There are no magic answers. What is clear–we need to be entirely clear about it–is that it is not practical to mix war fighting with peacekeeping. Of those difficult options, I am sure that the right way is to go on trying to keep the peace, trying to provide help and trying to promote negotiations, until or unless that becomes impossible.
It is to deal with matters such as the specific points that the right hon. Gentleman raised that we have taken the lead this week in international efforts, including the meeting of chiefs of defence staff on Sunday, the visit of my right hon. Friend the Defence Secretary to Bosnia, the visit of my right hon. and learned Friend the Foreign Secretary to Washington, and the conference that we have called for Friday this week to try to deal specifically with questions such as those raised by the right hon. Gentleman and to determine a viable way forward for the protection forces and the diplomatic process. I hope that such a way can be found because, if it cannot, the alternatives for Bosnia and the whole region are potentially catastrophic.
Sir Ivan Lawrence: Is my right hon. Friend aware that, thanks to the Government, the police and the courts, crime has been falling throughout the country for the past two years? In Staffordshire, crime has fallen by 14.5 per cent. and in the City of London it has halved. Does that not show that we are the party of law and order? As my hon. Friend the Member for Welwyn Hatfield (Mr. Evans) would say, by opposing every toughening measure that we have introduced, that lot over there are nothing but wind and soundbites.
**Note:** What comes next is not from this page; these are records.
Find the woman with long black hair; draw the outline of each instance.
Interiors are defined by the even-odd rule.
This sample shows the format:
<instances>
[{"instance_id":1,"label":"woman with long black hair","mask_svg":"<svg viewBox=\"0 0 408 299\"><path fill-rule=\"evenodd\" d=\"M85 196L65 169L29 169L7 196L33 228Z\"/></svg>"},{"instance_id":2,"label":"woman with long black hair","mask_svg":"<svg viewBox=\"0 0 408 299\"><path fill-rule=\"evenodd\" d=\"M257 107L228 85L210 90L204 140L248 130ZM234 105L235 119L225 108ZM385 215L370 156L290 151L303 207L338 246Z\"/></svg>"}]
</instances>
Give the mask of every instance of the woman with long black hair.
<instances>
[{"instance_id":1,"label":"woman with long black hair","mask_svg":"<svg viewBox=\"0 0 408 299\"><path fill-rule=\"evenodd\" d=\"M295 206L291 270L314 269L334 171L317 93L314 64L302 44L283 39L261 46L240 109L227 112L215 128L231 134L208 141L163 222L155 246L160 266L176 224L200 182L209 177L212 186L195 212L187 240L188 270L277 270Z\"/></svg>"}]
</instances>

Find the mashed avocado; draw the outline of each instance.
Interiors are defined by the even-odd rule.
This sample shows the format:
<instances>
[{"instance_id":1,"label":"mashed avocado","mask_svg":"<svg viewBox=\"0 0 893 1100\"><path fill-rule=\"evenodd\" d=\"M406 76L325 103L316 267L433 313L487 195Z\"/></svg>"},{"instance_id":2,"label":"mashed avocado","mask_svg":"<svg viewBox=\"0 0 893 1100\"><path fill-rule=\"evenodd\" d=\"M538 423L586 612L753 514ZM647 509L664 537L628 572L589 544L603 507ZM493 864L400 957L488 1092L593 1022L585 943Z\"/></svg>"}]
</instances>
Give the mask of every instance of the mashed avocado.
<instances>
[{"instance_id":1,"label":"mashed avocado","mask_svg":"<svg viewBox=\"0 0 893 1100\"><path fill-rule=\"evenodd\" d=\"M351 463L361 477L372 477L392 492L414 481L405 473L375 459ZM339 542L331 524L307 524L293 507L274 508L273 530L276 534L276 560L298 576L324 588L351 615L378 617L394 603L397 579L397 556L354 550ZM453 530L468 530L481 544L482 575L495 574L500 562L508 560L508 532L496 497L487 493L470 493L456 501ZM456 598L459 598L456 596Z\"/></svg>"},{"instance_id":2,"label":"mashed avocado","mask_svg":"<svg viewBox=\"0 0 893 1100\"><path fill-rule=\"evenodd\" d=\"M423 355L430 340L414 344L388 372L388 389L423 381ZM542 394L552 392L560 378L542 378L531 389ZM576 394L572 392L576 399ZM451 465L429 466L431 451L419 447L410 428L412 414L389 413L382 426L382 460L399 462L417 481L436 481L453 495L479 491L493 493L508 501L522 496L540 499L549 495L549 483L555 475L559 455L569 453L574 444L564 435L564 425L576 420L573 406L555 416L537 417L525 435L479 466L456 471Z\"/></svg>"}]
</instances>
The Prime Minister: I am grateful to my hon. and learned Friend. I agree with his analysis and the accuracy of pointing out that the crime statistics are indeed falling and have been falling for some time. Neither the Government nor the police are complacent about the task that lies ahead and I commend a number of police constabularies for the innovative moves that they have made–Operation Bumblebee is but one example–to target particular types of crime. My right hon. and learned Friend the Home Secretary believes that it is important to continue in that fashion. We intend to do so, and to continue to give top priority to the battle against crime.
Mr. Beith: If there is not to be a total and irreversible humiliation of the United Nations and all that it stands for in this desperate situation, do not clear and achievable objectives have to be identified and followed through? Would not one of those objectives be the maintenance and defence of a clear humanitarian route over Mount Igman to Sarajevo to relieve and supply that city?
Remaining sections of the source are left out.